By Brijesh Patel
(Reuters) – Gold prices fell for a third straight session on Tuesday, as optimism about the easing of coronavirus-related restrictions drove investors towards riskier assets, while global recession fears capped bullion’s losses.
Spot gold was down 0.4% at $1,708.20 per ounce by 1059 GMT, after falling as much as 1.4% in the session. U.S. gold futures edged 0.1% lower to $1,722.20 per ounce.
“Gold has lost some of its shine on the assumption that easing lockdowns will bring a V-shaped recovery and with that less need for gold as a diversifier and hedge,” Saxo Bank analyst Ole Hansen said.
From Italy to New Zealand, governments announced the easing of restrictions, while Britain said its too dangerous to relax a stringent lockdown for fear of a deadly second outbreak. More parts of the United States looked set to restart business.
European shares hovered near two-week highs as traders cheered lockdown easing news, while a slate of strong earnings reports from companies outweighed a slump in oil prices.
“Weak physical demand is currently off-setting all the positive hype about gold and with that there is a risk of a period of consolidation and perhaps even lower prices,” Hansen said.
“Overall, however, we believe that the reasons that has brought gold to these levels will not go away when lockdowns are eased.”
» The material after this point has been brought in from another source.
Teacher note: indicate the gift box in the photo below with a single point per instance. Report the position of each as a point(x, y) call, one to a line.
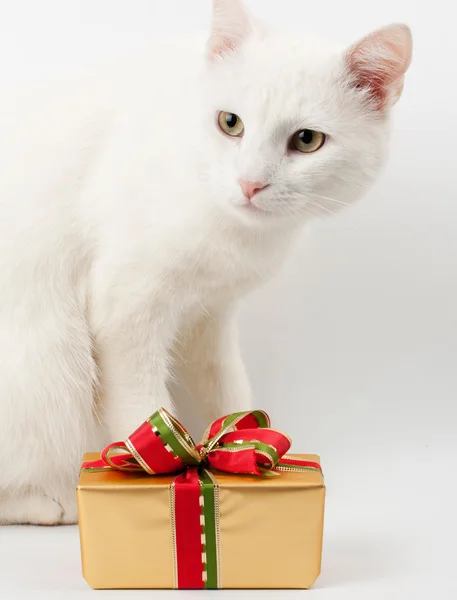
point(235, 511)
Business shutdowns have led to a record 26.5 million Americans filing for unemployment benefits since mid-March and are likely to push the unemployment rate to 16% or higher in the next report.
Central banks around the world have rolled out fiscal and monetary stimulus measures to combat financial impact from the virus, which has infected about 3.03 million people globally and killed 210,263.
The focus now shifts to two major central banks policy meetings this week, following the Bank of Japan which expanded monetary stimulus on Monday.
Gold tends to benefit from widespread stimulus measures from central banks because it is widely viewed as a hedge against inflation and currency debasement.
“The demand destruction due to Covid-19 cannot be overstated, volatility in financial markets remains elevated and precious metals especially gold remains as good hedge in an investor’s portfolio of other financial assets,” said Avtar Sandu, senior commodities manager at Phillip Futures, in a note.
Elsewhere, palladium rose 1% to $1,944.39 an ounce and platinum gained 0.7% to $763.12. Silver dropped 1.1% to $15.11 per ounce.